Beliau menceritakan legenda asal-usul sumber mata air yang diyakini memiliki khasiat, hingga keberadaan ikan sengkaring keramat yang tak pernah berkurang jumlahnya dan tak boleh diganggu. Para mahasiswa juga mendapat penjelasan tentang pembagian dua kolam utama yang memiliki fungsi dan filosofi berbeda.
“Belajar sejarah langsung dari penjaganya memberikan perspektif yang sama sekali berbeda,” ungkap Mahrus Vandores salah seorang mahasiswa KKN 05 UNU STAIS. “Kami bisa merasakan spirit dan makna di setiap cerita yang disampaikan Mbah Subandi, sesuatu yang tidak akan kami dapatkan hanya dari membaca.”
Rombongan mahasiswa ini meyakini bahwa kunjungan seperti ini sangat penting untuk memperkaya wawasan mereka, terutama yang berkaitan dengan studi sejarah, budaya, dan pariwisata lokal. Mereka mencatat dengan saksama setiap detail cerita, menyadari bahwa mereka sedang mendokumentasikan sebuah tradisi lisan yang sangat berharga.
Koordinator KKN 05 UNU STAIS, M Ubadillah A, menjelaskan tujuan utama dari kunjungan mereka.
"Sebagai generasi muda, kami merasa punya tanggung jawab untuk mengenal dan memahami warisan budaya daerah kami sendiri," ujar Ubai. "Hari ini, kami belajar tentang antropologi, sejarah, dan kearifan lokal langsung dari ahlinya. Ini adalah pengalaman belajar yang luar biasa."
Pertemuan ini menjadi jembatan antar generasi. Di satu sisi, ada Mbah Subandi sebagai penjaga tradisi dan memori kolektif. Di sisi lain, ada para mahasiswa sebagai generasi intelektual muda yang haus akan pengetahuan otentik.
Bagi para mahasiswa KKN, kunjungan ke Banyu Biru dan dialog dengan sang juru kunci memberikan mereka lebih dari sekadar data.
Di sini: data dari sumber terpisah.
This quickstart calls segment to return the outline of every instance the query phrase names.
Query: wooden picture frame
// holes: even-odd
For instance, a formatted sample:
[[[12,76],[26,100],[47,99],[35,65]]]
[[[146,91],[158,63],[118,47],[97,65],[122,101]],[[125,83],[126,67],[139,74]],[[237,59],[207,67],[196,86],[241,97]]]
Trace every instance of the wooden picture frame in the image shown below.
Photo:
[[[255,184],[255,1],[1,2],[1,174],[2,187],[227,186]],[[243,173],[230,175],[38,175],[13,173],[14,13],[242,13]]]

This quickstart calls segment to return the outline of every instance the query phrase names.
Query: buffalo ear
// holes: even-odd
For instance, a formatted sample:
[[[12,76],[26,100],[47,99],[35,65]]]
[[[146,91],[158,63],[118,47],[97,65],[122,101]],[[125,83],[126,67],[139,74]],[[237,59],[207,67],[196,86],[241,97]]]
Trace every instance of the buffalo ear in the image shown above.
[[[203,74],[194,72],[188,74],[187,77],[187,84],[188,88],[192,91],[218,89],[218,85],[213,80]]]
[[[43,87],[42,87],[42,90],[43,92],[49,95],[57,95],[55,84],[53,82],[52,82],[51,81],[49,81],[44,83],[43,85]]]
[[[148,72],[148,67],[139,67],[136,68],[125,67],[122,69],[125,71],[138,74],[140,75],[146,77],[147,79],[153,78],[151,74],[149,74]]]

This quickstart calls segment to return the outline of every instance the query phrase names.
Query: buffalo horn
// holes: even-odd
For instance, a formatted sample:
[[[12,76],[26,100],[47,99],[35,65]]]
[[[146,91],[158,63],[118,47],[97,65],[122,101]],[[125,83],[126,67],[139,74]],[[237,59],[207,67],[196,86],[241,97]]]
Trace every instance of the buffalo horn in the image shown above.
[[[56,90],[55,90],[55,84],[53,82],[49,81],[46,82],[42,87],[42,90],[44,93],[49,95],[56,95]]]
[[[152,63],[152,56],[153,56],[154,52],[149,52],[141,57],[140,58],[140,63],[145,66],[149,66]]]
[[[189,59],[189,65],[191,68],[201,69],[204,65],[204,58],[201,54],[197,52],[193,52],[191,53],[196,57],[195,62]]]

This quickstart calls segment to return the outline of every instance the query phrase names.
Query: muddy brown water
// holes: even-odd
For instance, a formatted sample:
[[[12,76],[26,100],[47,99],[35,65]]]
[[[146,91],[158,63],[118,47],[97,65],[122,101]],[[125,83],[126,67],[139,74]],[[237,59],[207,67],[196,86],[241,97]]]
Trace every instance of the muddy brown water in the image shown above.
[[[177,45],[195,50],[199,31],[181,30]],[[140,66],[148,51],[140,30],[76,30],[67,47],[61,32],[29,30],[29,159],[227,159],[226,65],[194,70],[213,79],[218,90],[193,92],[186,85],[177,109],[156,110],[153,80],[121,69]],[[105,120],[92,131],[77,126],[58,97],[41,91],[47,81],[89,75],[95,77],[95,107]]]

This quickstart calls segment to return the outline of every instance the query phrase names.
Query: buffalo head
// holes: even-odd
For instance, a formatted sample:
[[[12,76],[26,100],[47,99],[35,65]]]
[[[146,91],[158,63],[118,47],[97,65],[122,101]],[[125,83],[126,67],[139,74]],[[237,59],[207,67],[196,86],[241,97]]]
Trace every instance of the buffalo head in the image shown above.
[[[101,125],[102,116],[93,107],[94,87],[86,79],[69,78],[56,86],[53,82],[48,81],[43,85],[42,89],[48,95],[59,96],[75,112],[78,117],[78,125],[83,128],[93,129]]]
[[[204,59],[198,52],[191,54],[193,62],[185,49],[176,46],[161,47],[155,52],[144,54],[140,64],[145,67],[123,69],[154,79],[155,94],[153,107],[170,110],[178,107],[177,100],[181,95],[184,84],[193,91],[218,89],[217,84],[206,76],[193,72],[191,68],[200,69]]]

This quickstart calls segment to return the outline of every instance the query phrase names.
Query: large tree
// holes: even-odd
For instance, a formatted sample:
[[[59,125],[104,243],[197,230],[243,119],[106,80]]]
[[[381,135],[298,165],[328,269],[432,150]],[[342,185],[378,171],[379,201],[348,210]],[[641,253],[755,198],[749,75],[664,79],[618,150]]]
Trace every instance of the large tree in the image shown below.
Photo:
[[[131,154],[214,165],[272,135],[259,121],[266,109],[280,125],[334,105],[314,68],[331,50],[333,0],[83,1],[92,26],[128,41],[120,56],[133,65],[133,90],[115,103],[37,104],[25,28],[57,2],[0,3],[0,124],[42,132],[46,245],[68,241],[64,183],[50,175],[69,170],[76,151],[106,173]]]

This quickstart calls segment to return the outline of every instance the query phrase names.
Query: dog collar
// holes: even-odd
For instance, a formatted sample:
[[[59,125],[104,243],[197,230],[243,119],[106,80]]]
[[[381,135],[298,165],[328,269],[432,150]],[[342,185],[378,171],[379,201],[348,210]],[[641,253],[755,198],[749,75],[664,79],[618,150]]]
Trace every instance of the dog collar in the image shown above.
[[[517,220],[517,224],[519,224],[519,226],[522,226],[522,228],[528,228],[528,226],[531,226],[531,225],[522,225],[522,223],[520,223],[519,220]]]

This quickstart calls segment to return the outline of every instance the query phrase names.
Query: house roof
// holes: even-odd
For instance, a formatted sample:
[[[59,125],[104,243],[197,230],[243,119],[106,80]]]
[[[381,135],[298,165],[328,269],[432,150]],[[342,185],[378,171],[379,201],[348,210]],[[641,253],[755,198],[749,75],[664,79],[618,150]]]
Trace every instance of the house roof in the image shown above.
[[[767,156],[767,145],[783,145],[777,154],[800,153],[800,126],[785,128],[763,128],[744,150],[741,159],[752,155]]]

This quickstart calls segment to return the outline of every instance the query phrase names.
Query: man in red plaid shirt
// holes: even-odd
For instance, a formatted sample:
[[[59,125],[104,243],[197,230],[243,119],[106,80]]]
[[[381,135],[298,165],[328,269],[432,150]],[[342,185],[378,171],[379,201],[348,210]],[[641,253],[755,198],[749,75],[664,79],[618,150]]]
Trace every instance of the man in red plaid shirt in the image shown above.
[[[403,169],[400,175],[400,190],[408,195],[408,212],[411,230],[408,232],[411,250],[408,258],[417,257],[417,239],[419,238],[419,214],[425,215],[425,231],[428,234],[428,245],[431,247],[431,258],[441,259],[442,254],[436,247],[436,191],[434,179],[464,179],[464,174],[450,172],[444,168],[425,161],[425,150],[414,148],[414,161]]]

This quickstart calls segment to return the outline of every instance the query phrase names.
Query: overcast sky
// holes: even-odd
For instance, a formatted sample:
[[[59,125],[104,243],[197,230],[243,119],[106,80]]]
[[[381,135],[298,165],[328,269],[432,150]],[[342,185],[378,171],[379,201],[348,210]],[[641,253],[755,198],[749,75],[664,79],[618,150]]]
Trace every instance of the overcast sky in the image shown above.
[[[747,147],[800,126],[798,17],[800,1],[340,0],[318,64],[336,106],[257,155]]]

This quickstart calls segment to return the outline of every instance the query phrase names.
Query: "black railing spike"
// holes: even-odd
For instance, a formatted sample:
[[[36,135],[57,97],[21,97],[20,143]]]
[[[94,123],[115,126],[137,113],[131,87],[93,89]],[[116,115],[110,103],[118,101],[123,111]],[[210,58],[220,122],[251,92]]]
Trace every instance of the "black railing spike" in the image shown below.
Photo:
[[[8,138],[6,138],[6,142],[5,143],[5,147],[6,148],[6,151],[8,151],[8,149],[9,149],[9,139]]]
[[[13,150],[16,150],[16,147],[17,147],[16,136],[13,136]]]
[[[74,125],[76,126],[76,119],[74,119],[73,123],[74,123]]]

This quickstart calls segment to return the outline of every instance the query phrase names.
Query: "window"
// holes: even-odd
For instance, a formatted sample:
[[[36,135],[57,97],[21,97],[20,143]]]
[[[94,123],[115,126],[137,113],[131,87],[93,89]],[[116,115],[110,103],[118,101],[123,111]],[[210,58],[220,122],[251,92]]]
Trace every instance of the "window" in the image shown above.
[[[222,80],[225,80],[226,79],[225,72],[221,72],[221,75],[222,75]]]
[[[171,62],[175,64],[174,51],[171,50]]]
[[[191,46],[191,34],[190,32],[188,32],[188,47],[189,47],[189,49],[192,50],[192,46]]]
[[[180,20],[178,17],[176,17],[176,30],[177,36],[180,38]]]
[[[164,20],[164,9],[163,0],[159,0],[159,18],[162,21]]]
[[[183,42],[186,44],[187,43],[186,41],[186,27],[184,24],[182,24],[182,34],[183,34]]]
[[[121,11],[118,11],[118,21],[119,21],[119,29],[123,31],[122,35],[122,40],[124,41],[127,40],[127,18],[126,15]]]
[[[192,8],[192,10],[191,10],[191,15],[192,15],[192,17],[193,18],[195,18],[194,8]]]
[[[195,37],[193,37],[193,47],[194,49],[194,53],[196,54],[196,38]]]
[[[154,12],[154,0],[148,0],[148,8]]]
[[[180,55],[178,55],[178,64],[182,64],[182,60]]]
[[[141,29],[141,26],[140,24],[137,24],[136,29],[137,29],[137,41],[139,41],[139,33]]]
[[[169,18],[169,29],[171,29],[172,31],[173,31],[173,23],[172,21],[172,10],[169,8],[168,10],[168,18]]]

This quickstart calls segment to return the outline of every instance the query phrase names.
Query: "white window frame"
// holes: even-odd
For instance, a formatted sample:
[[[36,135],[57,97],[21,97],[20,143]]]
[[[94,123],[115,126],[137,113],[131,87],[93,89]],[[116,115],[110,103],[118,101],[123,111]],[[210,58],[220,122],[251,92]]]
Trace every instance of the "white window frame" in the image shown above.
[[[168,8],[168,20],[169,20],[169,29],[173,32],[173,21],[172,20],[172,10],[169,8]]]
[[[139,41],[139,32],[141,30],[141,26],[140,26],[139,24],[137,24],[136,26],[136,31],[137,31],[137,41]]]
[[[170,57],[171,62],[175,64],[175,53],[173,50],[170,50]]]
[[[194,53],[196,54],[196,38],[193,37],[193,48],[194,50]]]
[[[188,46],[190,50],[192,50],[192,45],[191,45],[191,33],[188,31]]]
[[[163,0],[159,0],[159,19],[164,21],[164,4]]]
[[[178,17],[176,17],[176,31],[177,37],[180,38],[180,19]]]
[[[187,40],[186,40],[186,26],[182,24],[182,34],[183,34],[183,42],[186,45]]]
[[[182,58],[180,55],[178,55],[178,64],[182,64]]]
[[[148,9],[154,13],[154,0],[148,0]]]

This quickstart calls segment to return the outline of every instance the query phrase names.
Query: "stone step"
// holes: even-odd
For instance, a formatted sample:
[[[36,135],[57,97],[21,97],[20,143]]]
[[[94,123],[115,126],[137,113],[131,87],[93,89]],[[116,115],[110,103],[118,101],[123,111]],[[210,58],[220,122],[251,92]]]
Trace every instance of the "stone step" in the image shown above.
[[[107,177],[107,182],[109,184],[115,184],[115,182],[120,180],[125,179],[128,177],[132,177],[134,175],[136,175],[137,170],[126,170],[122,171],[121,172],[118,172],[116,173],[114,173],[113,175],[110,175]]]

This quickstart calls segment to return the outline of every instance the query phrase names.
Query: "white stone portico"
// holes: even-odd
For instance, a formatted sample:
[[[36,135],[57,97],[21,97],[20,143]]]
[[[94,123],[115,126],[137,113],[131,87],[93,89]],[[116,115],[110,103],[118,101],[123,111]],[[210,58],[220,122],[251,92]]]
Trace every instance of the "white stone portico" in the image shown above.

Mereka pulang dengan pemahaman yang lebih kaya, sebuah pengingat bahwa di balik setiap destinasi populer, tersimpan kearifan lokal, para penjaganya, dan cerita-cerita yang menunggu untuk didengarkan.
"Kami tidak hanya sekedar berkunjung, tapi di sini kita juga bisa belajar sejarah banyu biru langsung dari sumbernya yaitu bapak subandi, yang mana beliau ini adalah juru kunci di pemandian banyu biru ini." Ujar Perwakilan Kelompok 05 Sensei Nur Qoyyum.
Kunjungan ini menjadi contoh nyata bagaimana mahasiswa dapat proaktif mencari ilmu di luar tembok kampus. Dialog antara generasi muda terpelajar dan sang penjaga tradisi ini bukan hanya memperkaya pengetahuan mahasiswa, tetapi juga menjadi bentuk apresiasi dan upaya pelestarian terhadap sejarah lisan yang bisa terkikis oleh zaman.